Fitting 5 folds for each of 640 candidates, totalling 3200 fits


[Parallel(n_jobs=-1)]: Using backend LokyBackend with 4 concurrent workers.
[Parallel(n_jobs=-1)]: Done  45 tasks      | elapsed:    4.6s
[Parallel(n_jobs=-1)]: Done 345 tasks      | elapsed:   12.7s
[Parallel(n_jobs=-1)]: Done 845 tasks      | elapsed:   27.3s
[Parallel(n_jobs=-1)]: Done 1545 tasks      | elapsed:   56.8s
[Parallel(n_jobs=-1)]: Done 2445 tasks      | elapsed:  1.6min
[Parallel(n_jobs=-1)]: Done 3193 out of 3200 | elapsed:  2.3min remaining:    0.2s
[Parallel(n_jobs=-1)]: Done 3200 out of 3200 | elapsed:  2.3min finished


GridSearchCV(cv=5, error_score='raise-deprecating',
             estimator=RandomForestRegressor(bootstrap=True, criterion='mse',
                                             max_depth=None,
                                             max_features='auto',
                                             max_leaf_nodes=None,
                                             min_impurity_decrease=0.0,
                                             min_impurity_split=None,
                                             min_samples_leaf=1,
                                             min_samples_split=2,
                                             min_weight_fraction_leaf=0.0,
                                             n_estimators='warn', n_jobs=None,
                                             oob_score=False, random_state=94,
                                             verbose=0, warm_start=False),
             iid='warn', n_jobs=-1,
             param_grid={'max_depth': [6, 7, 8, 9, 10, 11, 1

In [20]:
rfr_grid.best_score_, rfr_grid.best_params_

(-0.4374759144261164, {'max_depth': 20, 'max_features': 4, 'n_estimators': 9})

In [21]:
print("Mean squared error (cv): %.3f" % np.mean(np.abs(cross_val_score(
    rfr_grid.best_estimator_,
    X_train_scaled, y_train,
    scoring='neg_mean_squared_error'))))
print("Mean squared error (test): %.3f" % mean_squared_error(y_test,
                                                             rfr_grid.predict(X_test_scaled)))

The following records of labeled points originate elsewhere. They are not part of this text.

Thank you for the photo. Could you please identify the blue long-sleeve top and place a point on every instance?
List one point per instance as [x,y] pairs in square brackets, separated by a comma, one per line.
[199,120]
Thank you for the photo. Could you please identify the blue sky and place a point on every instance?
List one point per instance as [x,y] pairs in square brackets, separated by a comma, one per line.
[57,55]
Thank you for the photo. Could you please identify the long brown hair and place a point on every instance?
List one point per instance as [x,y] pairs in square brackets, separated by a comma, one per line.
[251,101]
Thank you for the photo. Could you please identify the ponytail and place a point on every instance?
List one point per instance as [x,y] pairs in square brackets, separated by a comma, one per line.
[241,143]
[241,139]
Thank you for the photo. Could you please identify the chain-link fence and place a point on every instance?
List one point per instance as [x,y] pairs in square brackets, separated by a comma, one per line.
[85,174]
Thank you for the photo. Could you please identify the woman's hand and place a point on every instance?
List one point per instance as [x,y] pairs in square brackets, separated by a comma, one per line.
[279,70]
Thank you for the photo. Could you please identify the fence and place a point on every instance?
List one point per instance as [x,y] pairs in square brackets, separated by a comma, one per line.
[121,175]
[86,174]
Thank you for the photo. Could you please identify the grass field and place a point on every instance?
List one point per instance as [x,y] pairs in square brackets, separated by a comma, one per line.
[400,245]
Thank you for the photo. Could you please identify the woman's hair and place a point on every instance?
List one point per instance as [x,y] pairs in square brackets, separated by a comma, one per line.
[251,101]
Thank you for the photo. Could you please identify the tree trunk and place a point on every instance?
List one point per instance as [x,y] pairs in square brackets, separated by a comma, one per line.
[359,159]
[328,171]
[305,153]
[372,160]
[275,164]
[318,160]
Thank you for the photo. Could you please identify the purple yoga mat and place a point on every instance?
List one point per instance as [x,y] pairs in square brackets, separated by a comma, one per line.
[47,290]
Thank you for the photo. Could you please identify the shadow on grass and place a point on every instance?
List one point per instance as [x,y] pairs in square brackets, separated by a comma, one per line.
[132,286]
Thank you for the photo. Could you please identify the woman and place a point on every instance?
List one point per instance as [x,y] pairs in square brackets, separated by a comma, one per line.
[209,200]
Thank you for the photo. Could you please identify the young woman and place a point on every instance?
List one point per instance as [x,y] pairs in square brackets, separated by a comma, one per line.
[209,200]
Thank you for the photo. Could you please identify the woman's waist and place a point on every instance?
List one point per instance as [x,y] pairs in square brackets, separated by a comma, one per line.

Mean squared error (cv): 0.467
Mean squared error (test): 0.444


This way we got the best score of our tested models, getting better score in Random Forest can tell us that **wine quality is non-linear**, so other models like LightGM or XGBoost can perform well. 

In the next notebook we will explore these kind of solutions and **also stacking models to improve performance** in our project.